Me encanta leer a gente como Hugh Laurie, que aunque no lo parezca tiene dos dedos de frente y una prosa que -si bien es cínica- tiene un peculiar deje de elegancia. Además, como escritora debota, diré que es divertido escribir así. ¿Cómo no va a serlo? Se trata de vomitar ideas y frases que te surgen usando unos recursos que no deberías utilizar. Si quieres decir que algo es largo, tienes varias opciones; una es a lo Flauvert: "Era largo como una noche de invierno, en la que cuando amanece, las nubes continúan tapando el sol". Si, poético, pero nada gráfico. También podemos expresarnos como Reverte: "Su largura era tamaña que llegaba a tapar su inefable estupidez, que, si me permiten, no era poca". Se puede también, recurrir a las frases impepinables, que solemos escuchar en boca de niños. Son obvias. A veces tanto que no se nos ocurren: "Es tan largo como la Muralla China". Y luego está la gente como Hugh Laurie o Eduardo Mendoza. Esta gente suele ser cómica, y en ocasiones incluyo a Reverte en este saco de lectura carcajeante -en un sentido halagador, no me vayan ustedes a malinterpretar- que siempre me arranca una sonrisa, y me hace lamentarme de mi conservadurismo a lanzarme a esta verborrea, que deja un gusto agridulce en el paladar. Yo no soy así, pero en mi cabeza, brotan las frases que plasman el mundo en este tono tan divertido y tremendamente adictivo.

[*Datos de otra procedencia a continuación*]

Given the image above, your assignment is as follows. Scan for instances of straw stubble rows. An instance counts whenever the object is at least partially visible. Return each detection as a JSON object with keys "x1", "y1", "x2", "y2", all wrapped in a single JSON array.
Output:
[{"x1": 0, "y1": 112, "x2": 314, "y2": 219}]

Así, a veces me expreso de manera indescifrable, y si tengo que hablar de que algo es largo, lo hago imitando inconscientemente esa prosa de Mendoza, Reverte o Laurie, en la que algo es sencillamente largo, si, pero tanto como los últimos momentos en los que intentas sorber un espagueti, y ya se te ha acabado el aire, y no sabes si soltar el condenado gusanejo o casi ahogarte para continuar con tu desgarbada comilona.
Así de largo. Así de simple. Así de gráfico y de biográfico. Eso hacen. Escriben sin preocuparse de si hablar de un espagueti pone en la mente de uno a un hombre con tripa y entrado en años, con barba de cinco días y tomate en el gaznate. Y sé que disfrutan tanto escribiendo así, como yo leyendo ese descarado estilo. Lo sé, porque cuando me tomo un momento de "descaro" frente al teclado, disfruto de mi cinismo y sonrío.
Ahora necesito sonreír un poco más, y por eso, no voy a preocuparme de la impresión de mis escritos, y por una vez en la vida, escribiré en tono informal, hablando sólo de lo que quiero hablar. Aunque sea un espagueti.